When you admire and like working with someone, and think you've disappointed them, you don't want to come back and face them until you've done something spectacularly awesome for them to make up for it. It's not really about them; it's about preservation of your own self-image as a Good Person. It's about saving your faee, not about helping others.

I'm not proud of doing this, and even when I realize I'm doing it, I let it fester ("maybe if I don't acknowledge it, nobody will notice and I'll still look good!") And going back and admitting this to the people I've disappointed does not get easier with time. It doesn't feel good afterwards because you've "done the right thing." In fact, it feels terrible.

It does clear the air and take that thing off my shoulders. It does give me some closure and force me to say "okay, I learned from that mistake." It doesn't mean I won't make it again (I do and will), but at least I won't make it in the same way. I'll be more conscious of it. I'll do everything in my power to keep from disappointing the other person again. If you want my unending loyalty, forgive me for messing up. That's all.

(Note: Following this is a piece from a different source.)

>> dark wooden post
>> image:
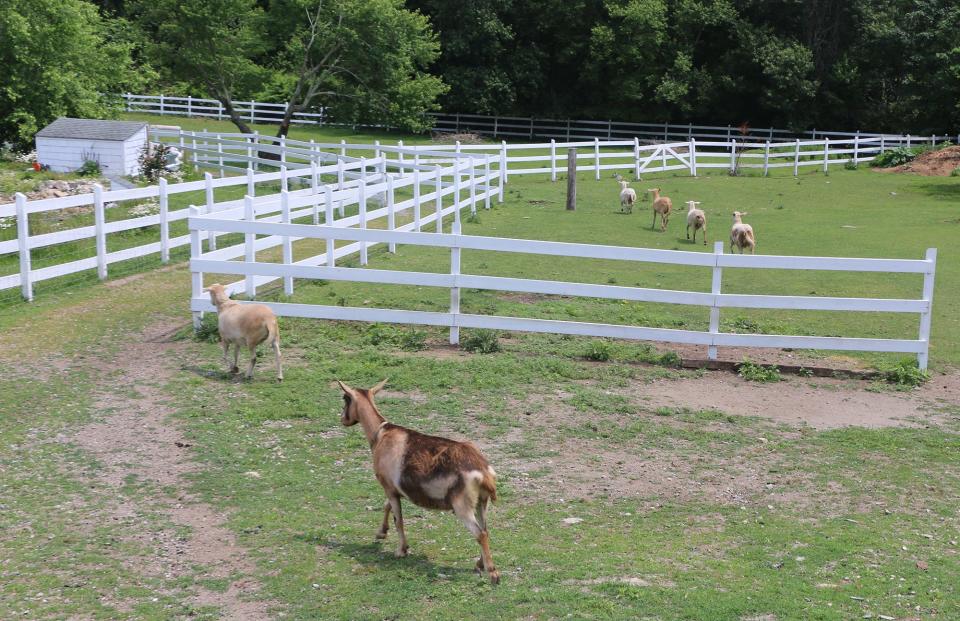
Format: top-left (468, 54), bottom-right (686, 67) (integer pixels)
top-left (566, 148), bottom-right (577, 211)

It seems like if there's a person I want to be totally rock-solid reliable for, I should find a way to disappoint them as quickly as possible, and then face up to it and get over it and Never Do That Again. (I may have to do this multiple times for extended relationships.) Over time, I'm learning how to get more quickly over the "disappointment" hump, in the hopes that it will vanish entirely if I keep working on it.

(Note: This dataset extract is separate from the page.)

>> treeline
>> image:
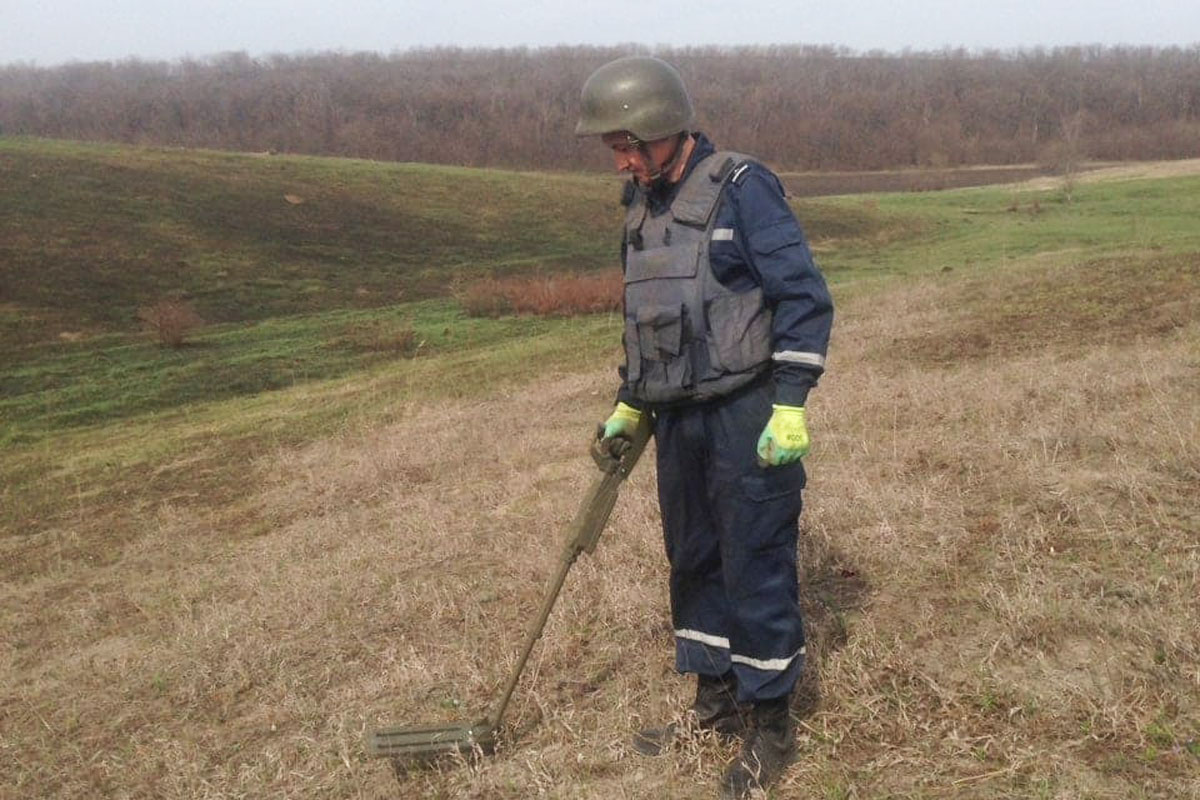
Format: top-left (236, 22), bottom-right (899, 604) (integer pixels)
top-left (2, 44), bottom-right (1199, 171)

This post is an attempt to state this bug in words so I can kill it more effectively, and to give myself a template for the sort of response I want to give: first draft below, suggestions welcomed. (The actual wording will be different and refer to specific incidents; right now I'm trying to get the gist of what I should rephrase each time.)

I'm sorry. I should have done this, but I didn't, and things sucked for you as a result. I can't fix it or make up for the loss I've caused you, but I do want to acknowledge that I've caused you trouble, and apologize for it. There are a few things I can think of that I could do to mitigate the trouble moving forward; here are some things I have already done. I feel awful for disappointing you, as I admire and respect you and would like to keep on working with you, though I know that it's going to take time and results to regain that trust. It's taken too long for me to tell you this because I was afraid of losing your respect, and I'll do my best to be more vigilant about keeping you informed in the future. Can we try again? What can I do to help?

There. Now that I know what I need to say if I disappoint someone in the future, I can avoid doing it; it's just turned from a Big Awful Thing Of Undefined Scariness into a concretely defined self-imposed consequence that I can now go "okay, yes. I'm going to manage things so that I do not have to do this."

It strikes me that I forgive others much more readily than I forgive myself.